September 29, 2016 / 9:39 AM / 10 months ago

Vestager says EU may review small but data-rich M&A deals

2 Min Read

European Competition Commissioner Margrethe Vestager holds a news conference at the EU Commission headquarters in Brussels, Belgium, July 14, 2016.Francois Lenoir

BRUSSELS (Reuters) - EU regulators are considering whether companies that gain access to valuable data via small M&A deals should seek approval for these acquisitions to ensure that they will not hurt competition, the EU's antitrust chief said on Thursday.

European Competition Commissioner Margrethe Vestager's comments come alongside an increasing focus by regulators globally on privacy and the possibility that some companies may buy data-rich rivals to lock in users and squeeze out competitors.
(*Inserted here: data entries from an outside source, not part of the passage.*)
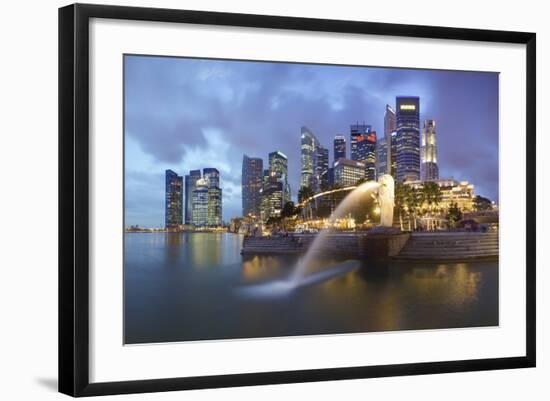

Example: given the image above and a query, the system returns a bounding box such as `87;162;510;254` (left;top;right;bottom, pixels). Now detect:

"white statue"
378;174;395;227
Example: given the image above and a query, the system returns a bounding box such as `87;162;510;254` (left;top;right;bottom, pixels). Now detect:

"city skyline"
125;56;498;227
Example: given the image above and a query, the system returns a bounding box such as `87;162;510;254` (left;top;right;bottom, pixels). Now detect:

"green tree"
474;195;493;211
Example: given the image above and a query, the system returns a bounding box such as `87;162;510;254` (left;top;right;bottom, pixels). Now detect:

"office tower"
350;123;371;161
314;145;328;192
421;120;439;181
382;104;396;178
300;127;319;190
395;96;420;182
185;170;201;224
192;178;208;227
334;135;346;161
260;174;284;222
202;167;222;227
202;167;220;188
334;159;366;187
327;167;336;189
268;150;290;206
376;136;391;177
164;170;183;229
241;155;264;217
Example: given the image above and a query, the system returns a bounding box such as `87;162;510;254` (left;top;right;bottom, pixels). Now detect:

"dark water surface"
124;233;498;344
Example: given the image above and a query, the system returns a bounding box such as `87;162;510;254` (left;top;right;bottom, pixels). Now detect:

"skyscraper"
268;150;290;206
202;167;222;227
241;155;264;217
185;170;201;224
421;120;439;181
350;123;371;161
300;127;319;190
192;178;208;227
376;137;391;177
164;170;183;229
334;135;346;161
350;124;376;180
379;104;396;178
395;96;420;182
314;145;328;192
334;159;365;187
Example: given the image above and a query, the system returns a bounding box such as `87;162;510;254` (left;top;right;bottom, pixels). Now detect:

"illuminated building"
334;135;346;161
185;170;201;224
384;104;396;178
260;174;284;222
164;170;183;229
405;179;475;211
376;138;390;177
395;96;420;182
202;168;222;227
314;145;328;192
421;120;439;181
300;127;319;190
350;124;376;180
264;150;290;206
241;155;264;216
192;178;208;227
334;159;365;187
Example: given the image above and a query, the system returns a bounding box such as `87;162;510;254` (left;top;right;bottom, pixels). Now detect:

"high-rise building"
185;170;201;224
334;159;366;187
202;167;222;227
349;123;372;161
260;173;284;222
268;150;290;206
334;135;346;161
300;127;319;190
376;137;391;177
164;170;183;229
421;120;439;181
192;178;208;227
382;104;396;178
350;124;376;180
395;96;420;182
241;155;264;217
314;145;328;192
202;167;220;188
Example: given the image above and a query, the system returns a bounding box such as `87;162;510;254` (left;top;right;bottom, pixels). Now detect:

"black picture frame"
59;4;536;396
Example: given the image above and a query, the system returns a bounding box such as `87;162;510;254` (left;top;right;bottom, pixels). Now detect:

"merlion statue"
378;174;394;227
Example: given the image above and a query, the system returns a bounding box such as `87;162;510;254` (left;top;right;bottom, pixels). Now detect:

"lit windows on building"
164;170;183;229
395;96;420;182
334;159;365;187
421;120;439;181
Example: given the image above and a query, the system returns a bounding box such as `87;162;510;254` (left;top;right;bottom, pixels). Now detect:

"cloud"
125;56;498;225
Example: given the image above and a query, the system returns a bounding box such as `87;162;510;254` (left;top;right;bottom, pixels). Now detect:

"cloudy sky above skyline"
124;56;498;227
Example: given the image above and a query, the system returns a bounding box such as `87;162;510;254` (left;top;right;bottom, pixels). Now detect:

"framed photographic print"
59;4;536;396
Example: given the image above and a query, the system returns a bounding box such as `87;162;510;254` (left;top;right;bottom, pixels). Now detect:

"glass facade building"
421;120;439;181
384;104;397;178
164;170;183;229
334;135;346;161
192;178;208;228
300;127;319;190
241;155;264;217
268;150;291;206
185;170;201;224
334;159;365;187
395;96;420;182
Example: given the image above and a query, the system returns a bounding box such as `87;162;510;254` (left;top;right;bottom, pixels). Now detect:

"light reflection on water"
124;233;498;343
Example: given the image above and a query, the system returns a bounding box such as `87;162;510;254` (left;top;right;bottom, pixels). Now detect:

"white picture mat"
89;20;526;382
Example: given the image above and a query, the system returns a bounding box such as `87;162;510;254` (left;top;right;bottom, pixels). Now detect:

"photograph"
123;54;499;344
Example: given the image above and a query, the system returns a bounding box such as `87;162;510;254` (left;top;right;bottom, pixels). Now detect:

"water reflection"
124;233;498;343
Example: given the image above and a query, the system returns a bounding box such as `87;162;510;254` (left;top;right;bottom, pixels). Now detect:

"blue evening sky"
124;56;499;227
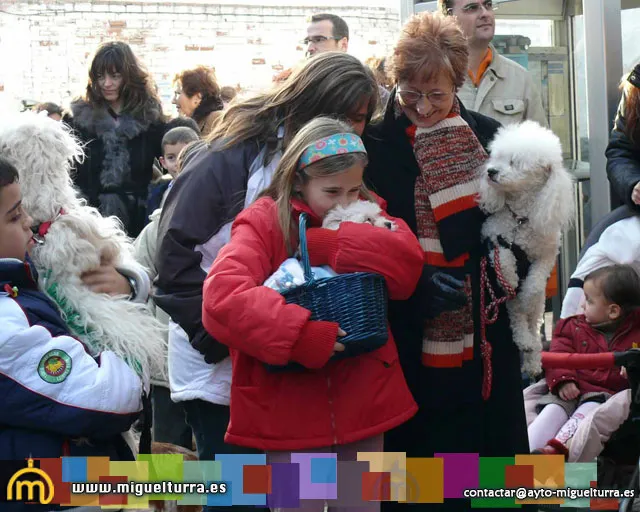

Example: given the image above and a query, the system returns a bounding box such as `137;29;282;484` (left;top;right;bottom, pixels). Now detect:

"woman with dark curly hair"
64;41;165;237
173;66;224;137
606;64;640;213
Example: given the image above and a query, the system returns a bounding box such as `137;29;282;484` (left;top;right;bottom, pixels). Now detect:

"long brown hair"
261;117;372;252
173;66;224;123
207;52;379;149
85;41;162;118
387;12;469;89
620;77;640;144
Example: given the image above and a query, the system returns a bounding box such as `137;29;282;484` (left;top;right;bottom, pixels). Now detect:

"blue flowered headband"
298;133;367;170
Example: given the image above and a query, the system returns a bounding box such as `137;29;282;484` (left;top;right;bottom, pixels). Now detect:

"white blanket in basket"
264;258;338;293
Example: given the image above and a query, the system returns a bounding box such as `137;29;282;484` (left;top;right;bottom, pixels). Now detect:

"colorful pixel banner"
0;452;619;510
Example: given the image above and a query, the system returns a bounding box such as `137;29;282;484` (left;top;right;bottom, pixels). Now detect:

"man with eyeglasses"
438;0;548;126
303;14;349;57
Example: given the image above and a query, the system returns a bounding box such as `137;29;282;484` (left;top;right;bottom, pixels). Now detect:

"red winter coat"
202;198;423;450
545;311;640;394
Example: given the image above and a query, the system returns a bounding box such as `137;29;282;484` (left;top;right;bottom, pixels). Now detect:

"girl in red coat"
202;118;423;511
529;265;640;456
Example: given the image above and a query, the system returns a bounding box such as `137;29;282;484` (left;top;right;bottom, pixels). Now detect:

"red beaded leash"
480;246;516;400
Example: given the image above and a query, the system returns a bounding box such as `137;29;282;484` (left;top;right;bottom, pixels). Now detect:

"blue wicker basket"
268;213;389;371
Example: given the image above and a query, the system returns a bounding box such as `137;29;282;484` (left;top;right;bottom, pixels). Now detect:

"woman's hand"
80;265;132;295
558;382;580;401
333;327;347;352
631;181;640;204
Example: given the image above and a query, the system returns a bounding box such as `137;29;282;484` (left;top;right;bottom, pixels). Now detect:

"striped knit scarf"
407;98;488;368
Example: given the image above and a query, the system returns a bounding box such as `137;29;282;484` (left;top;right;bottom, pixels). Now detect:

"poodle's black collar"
505;204;529;226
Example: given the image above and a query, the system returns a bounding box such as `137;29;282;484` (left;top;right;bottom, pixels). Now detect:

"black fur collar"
71;99;163;139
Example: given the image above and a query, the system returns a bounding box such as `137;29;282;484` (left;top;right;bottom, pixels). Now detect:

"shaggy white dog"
480;121;574;375
0;113;166;383
322;200;397;231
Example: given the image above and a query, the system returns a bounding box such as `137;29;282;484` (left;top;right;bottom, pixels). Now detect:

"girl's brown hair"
620;77;640;144
207;52;378;154
387;12;469;89
261;117;372;253
584;264;640;313
85;41;162;118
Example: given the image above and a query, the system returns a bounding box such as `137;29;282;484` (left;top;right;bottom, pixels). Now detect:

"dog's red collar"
31;208;67;243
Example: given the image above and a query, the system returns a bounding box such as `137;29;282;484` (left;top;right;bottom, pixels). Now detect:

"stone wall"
0;0;399;112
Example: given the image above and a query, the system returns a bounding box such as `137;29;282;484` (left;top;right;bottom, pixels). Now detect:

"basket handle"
298;213;314;284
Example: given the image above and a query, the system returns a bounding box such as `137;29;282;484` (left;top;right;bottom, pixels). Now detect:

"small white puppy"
322;200;398;231
479;121;574;375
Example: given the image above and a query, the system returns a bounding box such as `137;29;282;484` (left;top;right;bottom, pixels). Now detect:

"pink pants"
267;435;383;512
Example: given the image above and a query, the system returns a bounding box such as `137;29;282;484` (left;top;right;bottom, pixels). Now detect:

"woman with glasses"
173;66;224;137
364;13;528;510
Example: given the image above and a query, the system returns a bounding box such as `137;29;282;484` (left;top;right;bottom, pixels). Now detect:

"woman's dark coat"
64;100;165;237
364;93;529;470
605;94;640;212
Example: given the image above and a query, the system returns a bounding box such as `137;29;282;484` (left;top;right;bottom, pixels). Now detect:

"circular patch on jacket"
38;350;71;384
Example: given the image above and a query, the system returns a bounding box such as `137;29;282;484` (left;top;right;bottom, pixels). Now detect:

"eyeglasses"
300;36;342;45
397;89;455;105
448;0;498;15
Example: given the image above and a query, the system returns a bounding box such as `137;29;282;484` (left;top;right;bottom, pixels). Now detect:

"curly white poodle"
479;121;575;375
0;112;166;383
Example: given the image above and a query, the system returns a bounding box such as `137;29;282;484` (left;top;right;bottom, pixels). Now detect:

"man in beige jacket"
438;0;548;126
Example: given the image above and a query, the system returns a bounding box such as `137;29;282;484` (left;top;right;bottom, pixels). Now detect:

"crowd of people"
0;0;640;512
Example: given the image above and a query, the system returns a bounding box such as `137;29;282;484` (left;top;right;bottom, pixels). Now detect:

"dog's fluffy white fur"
0;112;166;382
480;121;574;375
322;200;397;231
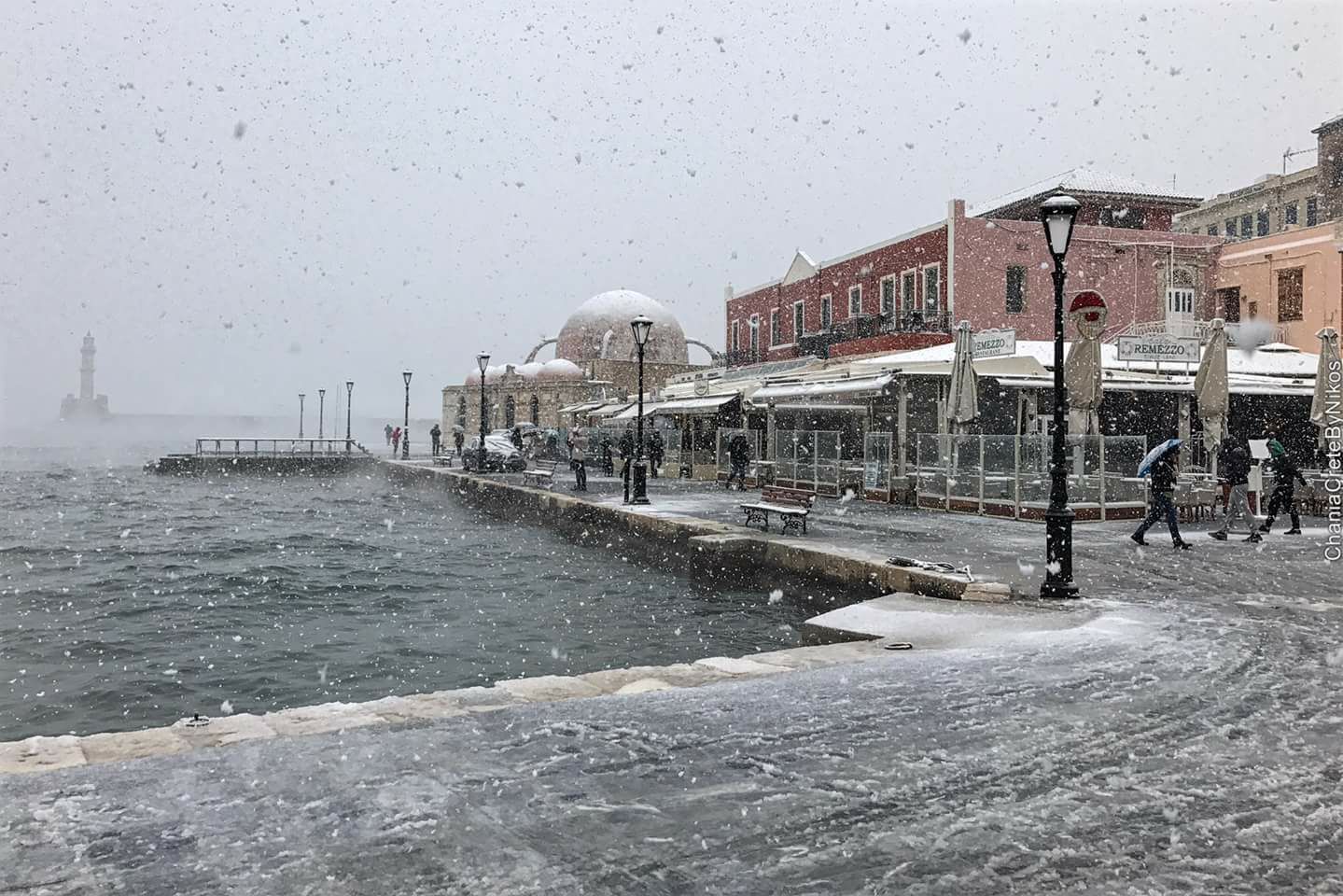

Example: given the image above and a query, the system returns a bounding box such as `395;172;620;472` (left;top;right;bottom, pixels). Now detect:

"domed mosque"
441;288;717;444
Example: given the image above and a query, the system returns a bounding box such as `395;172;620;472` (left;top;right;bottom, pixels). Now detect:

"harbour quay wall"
385;462;1010;602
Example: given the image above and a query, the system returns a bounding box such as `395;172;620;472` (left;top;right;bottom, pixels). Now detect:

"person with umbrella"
1258;440;1306;535
1128;440;1191;551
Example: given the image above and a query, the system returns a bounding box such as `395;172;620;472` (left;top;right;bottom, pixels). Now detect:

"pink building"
725;169;1222;364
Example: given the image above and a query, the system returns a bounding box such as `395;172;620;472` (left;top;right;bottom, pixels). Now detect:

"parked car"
462;432;526;473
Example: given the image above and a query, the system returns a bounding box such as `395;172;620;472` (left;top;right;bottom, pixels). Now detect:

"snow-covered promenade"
0;467;1343;895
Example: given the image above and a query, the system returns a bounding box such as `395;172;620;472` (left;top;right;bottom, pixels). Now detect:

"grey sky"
0;0;1343;425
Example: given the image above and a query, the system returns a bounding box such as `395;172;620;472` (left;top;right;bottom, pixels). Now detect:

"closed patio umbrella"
1194;317;1230;452
1310;327;1343;452
946;321;979;431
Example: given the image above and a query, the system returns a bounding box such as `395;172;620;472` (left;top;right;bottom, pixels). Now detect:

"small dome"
536;357;583;380
513;361;545;380
554;288;689;364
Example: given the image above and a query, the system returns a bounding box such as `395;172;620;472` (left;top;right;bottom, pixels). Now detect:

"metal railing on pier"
196;435;368;456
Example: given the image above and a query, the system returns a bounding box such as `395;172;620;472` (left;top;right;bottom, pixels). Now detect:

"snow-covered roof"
966;168;1200;217
853;339;1319;380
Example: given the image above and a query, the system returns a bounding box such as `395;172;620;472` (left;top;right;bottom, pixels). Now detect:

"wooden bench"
741;485;817;535
523;461;560;487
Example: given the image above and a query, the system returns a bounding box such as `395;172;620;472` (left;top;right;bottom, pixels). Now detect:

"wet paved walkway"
0;472;1343;895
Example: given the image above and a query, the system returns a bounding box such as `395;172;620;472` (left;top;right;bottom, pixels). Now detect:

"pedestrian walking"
1209;438;1263;541
722;432;750;492
1260;440;1306;535
649;430;666;480
1128;444;1191;551
569;432;587;492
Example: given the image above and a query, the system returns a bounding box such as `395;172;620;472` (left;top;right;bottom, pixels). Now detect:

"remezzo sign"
971;329;1016;357
1117;333;1198;364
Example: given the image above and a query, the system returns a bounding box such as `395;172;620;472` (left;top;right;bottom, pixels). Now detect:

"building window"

"A company might even buy up a rival just to get hold of its data, even though it hasn't yet managed to turn that data into money," Vestager told a conference organised by consumer group BEUC and the European Data Protection Supervisor (EDPS).

"We are therefore exploring whether we need to start looking at mergers with valuable data involved, even though the company that owns it doesn't have a large turnover," she said.

EU merger rules currently apply to mergers where the annual turnover of the combined businesses exceeds specified thresholds in terms of global and European sales.

The European Commission plans to seek feedback from the public and interested parties before making any decision.

"We hope to start a public consultation very soon on should we supplement, complement our merger thresholds which are now turnover thresholds when it comes to data but also knowledge as such," Vestager told reporters, saying the subject would also include patents which are not covered for now.

Vestager, who will rule in the coming weeks on Microsoft's (MSFT.O) $26.2 billion bid for social media company LinkedIn Corp LNKD.N in its biggest-ever deal, said the onus was on companies to behave themselves.

"Those who work with big data need to take this (users' concerns) seriously. It's up to them to convince people that they will use data properly ... So I will keep a close eye on how companies use data," she told the conference.